Preserving digital data for the future of eScience

From the August 30, 2008 issue of Science News

August 18, 2008 at 12:53 pm

Normal 0 false false false MicrosoftInternetExplorer4

Libraries and other archives of physical culture have been struggling for decades to preserve diverse media — from paper to eight-track tape recordings — for future generations. Scientists are falling behind the curve in protecting digital data, threatening the ability to mine new findings from existing data or validate research analyses. Johns Hopkins University cosmologist Alex Szalay and Jim Gray of Microsoft, who was lost at sea in 2007, spent much of the past decade discussing challenges posed by data files that will soon approach the petabyte (1015 — or quadrillion — byte) scale. Szalay commented on those challenges in Pittsburgh during an address at this summer’s Joint Conference on Digital Libraries and in a follow-up interview with senior editor Janet Raloff.

Scientific data approximately double every year, due to the availability of successive new generations of inexpensive sensors and exponentially faster computing. It’s essentially an “industrial revolution” in the collecting of digital data for science.

But every year it takes longer to analyze a week’s worth of data because even though the computing speed and data collecting roughly doubles annually, the ability to perform software analyses doesn’t. So analyses bog down.

It also becomes increasingly harder to extract knowledge. At some point you need new indexes to help you search through these accumulating mountains of data, performing parallel data searches and analyses.

Like a factory with automation, we need to process and calibrate data, transform them, reorganize them, analyze them and then publish our findings. To cope, we need laboratory information-management systems for these data and to automate more, creating work-flow tools to manage our pipelines of incoming data.

In many fields, data are growing so fast that there is no time to push them into some central repository. Increasingly, then, data will be distributed in a pretty anarchic system. We’ll have to have librarians organize these data, or our data systems will have to do it themselves.

And because there can be too much data to move around, we need to take our analyses to the data.

We can put digital data onto a protected system and then interconnect it via computer networks to a space in which users can operate remotely from anywhere in the world. Users get read-only privileges, so they cannot make any changes to the main database.

For the Sloan Digital Sky Survey data, we have been giving an account to anyone with an e-mail address. People with accounts can extract, customize and modify the data they use, but they have to store it in their own data space.
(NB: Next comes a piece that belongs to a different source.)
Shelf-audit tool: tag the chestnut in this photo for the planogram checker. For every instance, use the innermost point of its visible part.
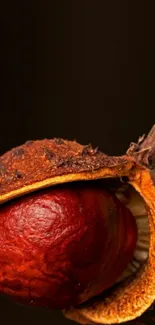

We give them each a few gigabytes.

We currently have 1,600 users that are using [Sloan data] on a daily basis. Those data become a new tool. Instead of pointing telescopes at the sky, users can “point” at the data collected from some portion of the sky and analyze what they “see” in this virtual universe.

This is leading to a new type of eScience, where people work with data, not physical tools. Once huge data sets are created, you can expect that people will find ways to mine them in ways we never could have imagined.

But key to its success is the need for a new paradigm in publishing, where people team up to publish raw data. Perhaps in an overlay journal or as supplements to research papers. Users would be able to tag the data with annotations, giving these data added value….

The Sloan Digital Sky Survey was to be the most detailed map of the northern sky. We thought it would take five years. It took 16. Now we have to figure out how to publish the final data — around 100 terabytes [0.1 petabyte].

The final archiving of the data is in progress. There’s going to be paper and digital archives, managed by the University of Chicago and Johns Hopkins libraries.

Today, you can scan one gigabyte of data or download it with a good computer system in a minute. But with current technologies, storing a petabyte would require about 1,500 hard disks, each holding 750 gigabytes. That means it would take almost three years to copy a petabyte database — and cost about $1 million.

We generally try to geoplex, which means keeping multiple copies at remote geographic locations. That way, if there is a fire here or a meltdown there, backup copies are unlikely to be affected. We’re also trying to store data on different media. Eventually, I think we’ll probably load data on DVDs or something, which can go into cold storage. We’ll still have to recopy them periodically if we want digital data to survive a century or more.

This is something that we have not had to deal with so far. But it’s coming — the need to consider and plan for curation as data are collected. And it’s something that the National Science Foundation is looking at: standards for long-term digital-data curation.